Solarpark in Dänemark
AP/Ritzau Scanpix/Mads Claus Rasmussen
Streit über Atomkraft

Einigung bei Erneuerbaren-Ausbau wackelt

In der EU dürfte eines der wichtigsten Gesetze zur Erreichung der Klimaziele wackeln: Eine formale Abstimmung über die Erneuerbaren-Energie-Richtlinie ist am Mittwoch überraschend vertagt worden, wie ein Sprecher der schwedischen Ratspräsidentschaft bestätigt. Die Richtlinie sieht vor, dass bis 2030 mindestens 42,5 Prozent der Energie aus Erneuerbaren kommen soll. Hintergrund dürfte ein Streit über die künftige Rolle von Atomkraft sein.

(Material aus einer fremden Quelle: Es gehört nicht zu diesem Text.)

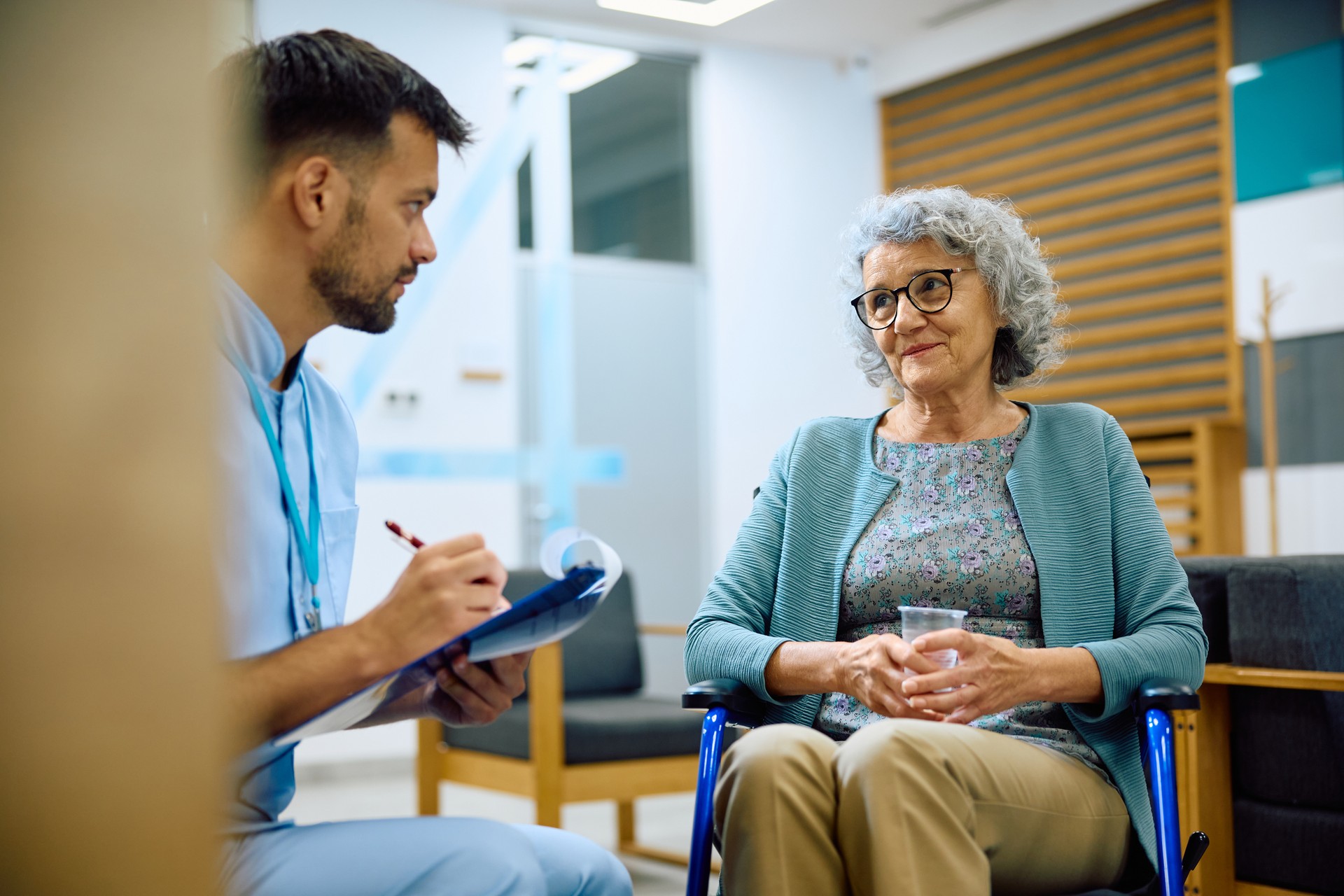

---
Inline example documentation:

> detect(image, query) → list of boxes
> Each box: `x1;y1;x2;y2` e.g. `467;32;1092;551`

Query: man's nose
412;222;438;265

Ähnlich wie im von Deutschland angeführten Streit über das Verbrenner-Aus dürfte die Richtlinie über den Ausbau erneuerbarer Energien aus Strom, Wind und Wasser auf den letzten Metern ausgebremst werden: Verhandlungsführer der 27 EU-Staaten, des Europäischen Parlaments und der Kommission hatten sich eigentlich Ende März auf die Ausbauziele verständigt. Fast zwei Jahre war über die entsprechende Richtlinie (RED III) verhandelt worden.

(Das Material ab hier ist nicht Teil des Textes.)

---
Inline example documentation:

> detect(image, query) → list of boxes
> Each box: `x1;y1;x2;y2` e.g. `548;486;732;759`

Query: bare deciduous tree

Eine bevorstehende Bestätigung des Deals durch die EU-Staaten – eigentlich eine Formalie – wurde nun vorerst auf Eis gelegt. Einige EU-Staaten, allen voran das Atomland Frankreich, seien unzufrieden mit der im März mit dem EU-Parlament erzielten Einigung zu den erneuerbaren Energien, erklärte eine mit der Sache vertraute Person am Mittwoch. Die genauen Forderungen seien noch unklar.

Unterhändler von EU-Parlament und Ministerrat einigten sich im März darauf, dass die Richtlinie Ländern wie Frankreich zwar ermögliche, aus Atomkraft hergestellten Wasserstoff auf ihr Erneuerbaren-Ziel für die Industrie anzurechnen, aber nur wenn das ihre Gesamtanstrengungen zum Ausbau von Wind- und Sonnenkraft nicht gefährdet. Damit wird Atomkraft jedoch eine relativ kleine Rolle in dem EU-Gesetz eingeräumt. Neben Frankreich stellten sich dem Vernehmen nach auch die Slowakei, Ungarn, Polen, Tschechien, Bulgarien und Rumänien dagegen.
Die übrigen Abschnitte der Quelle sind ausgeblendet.